Twins For The Wild Orc
Sweet Monsters Treats
Michele Mills
Copyright © 2023 by Michele Mills
All rights reserved.
No part of this book may be reproduced in any form or by any electronic or mechanical means, including information storage and retrieval systems, without written permission from the author, except for the use of brief quotations in a book review.
Cover Artist: Mariah Sinclair
Editor: Aquila Editing
Contents
Twins For The Wild Orc
1. Drew
2. Drew
3. Drew
4. Whelan
5. Drew
6. Whelan
7. Whelan
8. Drew
9. Drew
10. Whelan
Epilogue
Twins For The Wild Orc
A drunken, one-night stand with a wild Orc turns into a life-long commitment.
Because I’ve given birth to his twin babies. And now I can’t find the green, horned father of my children, which is really my own fault.

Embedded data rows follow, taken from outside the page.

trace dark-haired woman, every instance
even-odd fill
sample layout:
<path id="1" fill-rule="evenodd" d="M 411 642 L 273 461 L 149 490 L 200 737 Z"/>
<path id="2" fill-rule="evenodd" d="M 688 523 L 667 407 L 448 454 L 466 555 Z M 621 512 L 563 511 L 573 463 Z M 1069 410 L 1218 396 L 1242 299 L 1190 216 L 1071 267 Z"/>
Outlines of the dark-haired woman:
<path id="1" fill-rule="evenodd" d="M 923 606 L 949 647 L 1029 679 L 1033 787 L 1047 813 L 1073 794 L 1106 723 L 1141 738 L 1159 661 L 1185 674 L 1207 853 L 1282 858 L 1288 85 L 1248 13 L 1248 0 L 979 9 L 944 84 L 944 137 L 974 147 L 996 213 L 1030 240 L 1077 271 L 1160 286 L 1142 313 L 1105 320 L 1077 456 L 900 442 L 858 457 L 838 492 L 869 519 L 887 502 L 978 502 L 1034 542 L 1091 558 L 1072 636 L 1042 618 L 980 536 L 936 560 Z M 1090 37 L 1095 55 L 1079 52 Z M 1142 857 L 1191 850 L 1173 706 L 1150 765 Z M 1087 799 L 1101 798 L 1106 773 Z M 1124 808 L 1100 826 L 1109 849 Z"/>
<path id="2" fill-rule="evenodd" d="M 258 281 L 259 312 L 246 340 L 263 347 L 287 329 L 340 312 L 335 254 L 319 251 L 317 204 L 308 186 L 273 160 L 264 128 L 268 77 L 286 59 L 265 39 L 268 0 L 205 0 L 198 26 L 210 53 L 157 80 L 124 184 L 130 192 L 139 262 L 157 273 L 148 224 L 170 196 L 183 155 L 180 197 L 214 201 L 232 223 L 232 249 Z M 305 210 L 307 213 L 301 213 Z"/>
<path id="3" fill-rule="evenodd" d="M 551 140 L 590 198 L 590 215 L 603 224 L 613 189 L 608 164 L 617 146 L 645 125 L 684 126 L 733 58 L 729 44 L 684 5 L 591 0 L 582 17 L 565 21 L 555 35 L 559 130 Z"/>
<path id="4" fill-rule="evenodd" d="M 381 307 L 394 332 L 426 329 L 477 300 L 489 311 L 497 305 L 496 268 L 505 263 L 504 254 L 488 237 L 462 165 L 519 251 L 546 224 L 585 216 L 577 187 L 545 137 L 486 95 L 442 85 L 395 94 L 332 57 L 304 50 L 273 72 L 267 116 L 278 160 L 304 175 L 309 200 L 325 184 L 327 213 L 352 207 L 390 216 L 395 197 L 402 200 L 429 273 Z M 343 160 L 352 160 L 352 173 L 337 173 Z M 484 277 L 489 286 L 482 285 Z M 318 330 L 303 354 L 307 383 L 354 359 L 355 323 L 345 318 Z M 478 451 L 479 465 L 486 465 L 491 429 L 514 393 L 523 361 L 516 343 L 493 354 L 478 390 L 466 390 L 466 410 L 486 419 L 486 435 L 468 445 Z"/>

He came on strong, calling me his “Bride” and I got scared at the idea of marrying a ferocious Orc. After he passed out next to me, snoring loudly (because he’d finished for the seventeenth time) I slipped out of the hotel bed and sprinted off into the night.
A year later, our babies are three months old and it’s nearly impossible, caring for the needs of Orc twins all on my own.
My babies need their daddy. And maybe…I need him too?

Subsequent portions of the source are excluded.